Blog-SEO for dummies 1a parte
Ora che anche Google sa che sono io il re degli sfigati (proprio come volevo) parliamo un pochino di SEO per i blog (qualcuno gradirà): non sono un SEO professionista e parlo per esperienza piuttosto che per "analisi scientifiche e dati inconfutabili", sia ben chiaro.
Quella della SEO (Search Engine Optimization) è un'antica e oscura arte che nessuno insegna: solo i più audaci si avventurano nel mondo della SEO, che un po' come la magia si divide in bianca e nera e sempre come la magia è un mondo frequentato da volenterosi professionisti ma anche da ciarlatani da 500$ (o euro) l'ora e dagli scarsi risultati.
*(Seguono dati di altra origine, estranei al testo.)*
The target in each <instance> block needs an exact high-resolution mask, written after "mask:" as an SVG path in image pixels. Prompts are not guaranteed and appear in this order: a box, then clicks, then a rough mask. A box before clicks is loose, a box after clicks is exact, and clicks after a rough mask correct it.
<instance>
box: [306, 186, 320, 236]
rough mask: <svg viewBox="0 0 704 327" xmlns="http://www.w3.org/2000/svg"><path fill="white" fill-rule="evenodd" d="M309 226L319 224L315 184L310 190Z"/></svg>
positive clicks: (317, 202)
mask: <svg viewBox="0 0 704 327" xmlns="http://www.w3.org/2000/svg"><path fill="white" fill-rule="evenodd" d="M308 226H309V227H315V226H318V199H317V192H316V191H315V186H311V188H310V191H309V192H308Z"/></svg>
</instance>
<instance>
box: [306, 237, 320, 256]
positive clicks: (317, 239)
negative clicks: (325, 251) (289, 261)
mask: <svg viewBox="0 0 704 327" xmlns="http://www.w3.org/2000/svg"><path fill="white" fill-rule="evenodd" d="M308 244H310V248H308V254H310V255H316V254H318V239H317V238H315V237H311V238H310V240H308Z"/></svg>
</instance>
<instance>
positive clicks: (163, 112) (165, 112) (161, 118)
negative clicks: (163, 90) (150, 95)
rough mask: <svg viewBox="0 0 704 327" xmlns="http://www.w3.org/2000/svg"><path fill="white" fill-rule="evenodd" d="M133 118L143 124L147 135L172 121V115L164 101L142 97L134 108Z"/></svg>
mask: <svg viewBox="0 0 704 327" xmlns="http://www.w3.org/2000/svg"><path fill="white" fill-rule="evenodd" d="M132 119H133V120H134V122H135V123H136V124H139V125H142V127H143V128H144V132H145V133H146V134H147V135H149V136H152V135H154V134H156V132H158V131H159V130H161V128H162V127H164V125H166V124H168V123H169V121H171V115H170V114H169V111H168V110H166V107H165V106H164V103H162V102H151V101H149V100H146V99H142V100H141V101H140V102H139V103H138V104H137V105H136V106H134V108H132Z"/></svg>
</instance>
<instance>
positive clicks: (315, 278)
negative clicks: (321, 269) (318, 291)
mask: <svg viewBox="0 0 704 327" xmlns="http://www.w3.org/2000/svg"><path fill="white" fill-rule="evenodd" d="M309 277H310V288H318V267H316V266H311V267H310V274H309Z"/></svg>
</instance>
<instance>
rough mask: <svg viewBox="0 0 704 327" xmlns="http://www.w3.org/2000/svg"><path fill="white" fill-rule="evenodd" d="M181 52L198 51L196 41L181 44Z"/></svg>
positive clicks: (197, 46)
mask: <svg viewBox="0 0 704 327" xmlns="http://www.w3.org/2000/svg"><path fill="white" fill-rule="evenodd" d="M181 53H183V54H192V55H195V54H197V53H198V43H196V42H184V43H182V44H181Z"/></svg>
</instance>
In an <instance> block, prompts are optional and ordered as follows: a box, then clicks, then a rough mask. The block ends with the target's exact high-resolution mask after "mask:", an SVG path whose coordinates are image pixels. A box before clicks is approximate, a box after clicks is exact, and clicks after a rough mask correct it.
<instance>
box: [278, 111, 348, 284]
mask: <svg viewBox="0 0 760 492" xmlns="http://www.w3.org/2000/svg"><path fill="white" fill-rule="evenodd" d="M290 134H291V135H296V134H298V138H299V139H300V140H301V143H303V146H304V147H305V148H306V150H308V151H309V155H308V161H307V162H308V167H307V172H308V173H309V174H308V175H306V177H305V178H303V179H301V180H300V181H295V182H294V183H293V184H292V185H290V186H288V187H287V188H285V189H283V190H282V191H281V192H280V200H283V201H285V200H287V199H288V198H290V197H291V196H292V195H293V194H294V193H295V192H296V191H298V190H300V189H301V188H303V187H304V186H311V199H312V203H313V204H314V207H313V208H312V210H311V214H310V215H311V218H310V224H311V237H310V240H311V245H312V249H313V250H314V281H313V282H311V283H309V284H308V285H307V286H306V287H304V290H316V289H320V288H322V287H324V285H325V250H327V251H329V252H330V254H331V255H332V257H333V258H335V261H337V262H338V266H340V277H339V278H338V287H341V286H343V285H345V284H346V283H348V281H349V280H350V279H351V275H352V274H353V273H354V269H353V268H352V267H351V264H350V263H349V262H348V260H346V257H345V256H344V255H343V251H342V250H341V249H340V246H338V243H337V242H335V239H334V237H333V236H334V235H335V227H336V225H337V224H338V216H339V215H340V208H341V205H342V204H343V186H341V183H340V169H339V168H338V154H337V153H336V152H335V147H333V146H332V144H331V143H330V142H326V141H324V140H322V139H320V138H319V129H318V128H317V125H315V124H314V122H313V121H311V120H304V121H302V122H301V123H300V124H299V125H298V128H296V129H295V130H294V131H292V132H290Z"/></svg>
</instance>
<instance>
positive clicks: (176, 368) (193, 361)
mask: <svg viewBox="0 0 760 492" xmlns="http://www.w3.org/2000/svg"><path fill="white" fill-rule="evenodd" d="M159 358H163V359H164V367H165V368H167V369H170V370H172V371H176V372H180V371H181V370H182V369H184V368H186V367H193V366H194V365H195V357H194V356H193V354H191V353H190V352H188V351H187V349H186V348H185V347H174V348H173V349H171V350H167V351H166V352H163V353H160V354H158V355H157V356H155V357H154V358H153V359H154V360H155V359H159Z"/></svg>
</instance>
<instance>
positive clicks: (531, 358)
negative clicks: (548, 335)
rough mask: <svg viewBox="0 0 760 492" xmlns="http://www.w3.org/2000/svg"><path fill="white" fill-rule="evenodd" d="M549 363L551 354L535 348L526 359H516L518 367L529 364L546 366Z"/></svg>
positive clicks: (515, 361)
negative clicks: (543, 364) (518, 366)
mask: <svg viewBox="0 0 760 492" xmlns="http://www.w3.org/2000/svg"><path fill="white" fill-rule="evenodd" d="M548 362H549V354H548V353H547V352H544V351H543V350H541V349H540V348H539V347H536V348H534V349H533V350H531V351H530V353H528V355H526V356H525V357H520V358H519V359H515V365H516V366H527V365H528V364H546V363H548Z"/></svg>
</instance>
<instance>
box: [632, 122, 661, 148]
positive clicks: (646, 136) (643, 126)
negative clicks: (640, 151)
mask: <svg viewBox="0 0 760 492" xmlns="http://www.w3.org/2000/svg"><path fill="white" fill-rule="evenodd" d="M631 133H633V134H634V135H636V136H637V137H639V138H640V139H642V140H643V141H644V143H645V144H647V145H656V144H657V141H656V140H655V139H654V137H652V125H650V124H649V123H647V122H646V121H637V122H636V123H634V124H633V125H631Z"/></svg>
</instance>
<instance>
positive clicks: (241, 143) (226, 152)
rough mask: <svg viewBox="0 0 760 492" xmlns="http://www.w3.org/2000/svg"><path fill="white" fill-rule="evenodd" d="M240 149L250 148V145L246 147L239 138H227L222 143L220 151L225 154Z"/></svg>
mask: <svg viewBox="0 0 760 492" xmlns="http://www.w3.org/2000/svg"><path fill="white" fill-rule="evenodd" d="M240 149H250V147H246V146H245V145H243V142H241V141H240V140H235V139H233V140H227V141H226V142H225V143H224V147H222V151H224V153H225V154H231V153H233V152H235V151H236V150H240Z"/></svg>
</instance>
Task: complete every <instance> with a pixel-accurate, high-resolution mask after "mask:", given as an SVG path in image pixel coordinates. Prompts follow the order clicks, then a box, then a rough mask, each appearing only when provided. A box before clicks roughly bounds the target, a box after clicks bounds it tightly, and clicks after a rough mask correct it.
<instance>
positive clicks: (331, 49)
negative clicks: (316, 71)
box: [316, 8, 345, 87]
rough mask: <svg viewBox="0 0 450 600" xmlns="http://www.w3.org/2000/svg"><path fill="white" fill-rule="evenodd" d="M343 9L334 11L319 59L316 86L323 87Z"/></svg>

Ho un blog, a cosa mi serve fare SEO?
Molti blogger non si curano del posizionamento del proprio blog all'interno dei motori di ricerca: un po' perché non gli interessa, un po' perché non hanno tempo di occuparsene.
Niente di più sbagliato. Curare anche solo un po' il posizionamento del proprio blog può portare un notevole incremento del numero di lettori, senza dimenticare l'autostima generata dal veder arrivare visite dai motori e non solo da improbabili liste di amici o blogroll vari. Se poi si è installato adSense e lo si è posizionato correttamente può succedere che si cominci a vedere qualche soldino in più nel proprio account.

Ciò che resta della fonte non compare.